May is Stroke Awareness Month. Many health and heart organizations come together every year during this month to raise awareness about the causes and effects of stroke.
In 1989, President George H. W. Bush proclaimed May as National Stroke Awareness Month, but it had already been observed for years before the official proclamation. The Centers for Disease Control, the American Heart Association, the World Stroke Campaign, and many others have come together to bring education, research, and treatment on a global scale.
WHAT TO WATCH FOR
Awareness is supported each year by the Centers for Disease Control and Prevention (CDC).

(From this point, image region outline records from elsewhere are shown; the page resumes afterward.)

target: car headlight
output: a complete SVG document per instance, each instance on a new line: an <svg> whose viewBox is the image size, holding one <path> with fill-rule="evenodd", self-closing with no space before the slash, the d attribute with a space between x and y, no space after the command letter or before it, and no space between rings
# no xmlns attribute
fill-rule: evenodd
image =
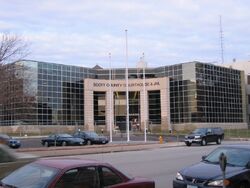
<svg viewBox="0 0 250 188"><path fill-rule="evenodd" d="M225 186L229 185L230 184L229 180L227 180L227 179L224 180L224 184L225 184ZM207 185L221 187L221 186L223 186L223 180L210 181Z"/></svg>
<svg viewBox="0 0 250 188"><path fill-rule="evenodd" d="M176 173L175 178L176 178L177 180L180 180L180 181L183 181L183 180L184 180L184 179L183 179L183 176L182 176L179 172Z"/></svg>

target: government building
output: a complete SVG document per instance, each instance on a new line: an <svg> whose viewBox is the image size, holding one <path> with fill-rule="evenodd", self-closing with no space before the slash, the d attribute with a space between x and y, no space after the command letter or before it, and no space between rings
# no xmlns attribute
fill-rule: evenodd
<svg viewBox="0 0 250 188"><path fill-rule="evenodd" d="M187 62L126 74L125 68L23 60L4 69L0 126L126 130L129 109L130 130L248 127L245 75L230 67Z"/></svg>

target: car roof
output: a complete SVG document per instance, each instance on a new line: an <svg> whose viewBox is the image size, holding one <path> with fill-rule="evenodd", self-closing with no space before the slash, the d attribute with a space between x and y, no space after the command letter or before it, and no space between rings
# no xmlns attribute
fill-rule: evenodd
<svg viewBox="0 0 250 188"><path fill-rule="evenodd" d="M107 163L103 163L100 161L92 160L92 159L80 159L80 158L43 158L35 161L36 164L41 164L57 169L65 169L71 167L79 167L79 166L89 166L89 165L104 165L111 166Z"/></svg>

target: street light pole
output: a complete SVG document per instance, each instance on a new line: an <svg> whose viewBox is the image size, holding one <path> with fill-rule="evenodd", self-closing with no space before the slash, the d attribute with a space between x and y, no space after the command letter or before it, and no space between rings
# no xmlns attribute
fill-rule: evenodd
<svg viewBox="0 0 250 188"><path fill-rule="evenodd" d="M127 32L125 30L125 37L126 37L126 103L127 103L127 114L126 114L126 129L127 129L127 142L130 141L129 138L129 92L128 92L128 39L127 39Z"/></svg>
<svg viewBox="0 0 250 188"><path fill-rule="evenodd" d="M110 142L113 141L113 128L112 128L112 118L113 118L113 108L112 108L112 90L111 90L111 53L109 53L109 110L110 110L110 115L109 115L109 137L110 137Z"/></svg>
<svg viewBox="0 0 250 188"><path fill-rule="evenodd" d="M147 142L147 113L146 113L146 78L145 78L145 66L144 53L142 54L143 65L143 102L144 102L144 141Z"/></svg>

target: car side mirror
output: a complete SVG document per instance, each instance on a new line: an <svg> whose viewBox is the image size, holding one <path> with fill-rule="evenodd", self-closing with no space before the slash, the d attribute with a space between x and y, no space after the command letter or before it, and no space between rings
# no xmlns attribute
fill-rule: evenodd
<svg viewBox="0 0 250 188"><path fill-rule="evenodd" d="M206 155L203 155L202 157L201 157L201 159L204 161L205 159L206 159Z"/></svg>
<svg viewBox="0 0 250 188"><path fill-rule="evenodd" d="M246 168L247 168L247 169L250 169L250 161L247 162Z"/></svg>

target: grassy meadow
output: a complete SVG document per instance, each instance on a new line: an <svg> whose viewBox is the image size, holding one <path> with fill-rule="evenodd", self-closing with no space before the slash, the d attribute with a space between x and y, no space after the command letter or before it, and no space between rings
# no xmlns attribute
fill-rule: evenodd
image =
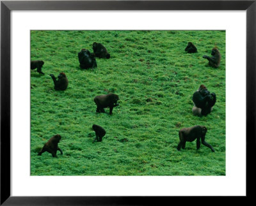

Did you know that 80% of strokes can be prevented if people act FAST?
FAST is an acronym for things to watch for in a suspected stroke victim:
- Face – Can the person smile without the face drooping on one side?
- Arm – After raising both arms, does one of the arms drift downwards?
- Speech – After repeating a simple phrase, does the person’s speech sound slurred or strange?
- Time – If any or all of the above are observed call 9-1-1 immediately and ask for medical assistance.
National Stroke Awareness Month encourages people to better their understanding of stroke risk factors by completing the National Stroke Association’s stroke risk scorecard and following up on any concerns.
Did you know that stroke is the 5th leading cause of death in the United States? It’s also a primary cause of disability. A stroke occurs when a blood vessel carrying oxygen and nutrients to the brain is either blocked by a clot or bursts. When this happens, the brain begins to die due to the lack of blood and oxygen.
That is why it’s so important to understand the warning signs and get help as quickly as possible. It just might save a life!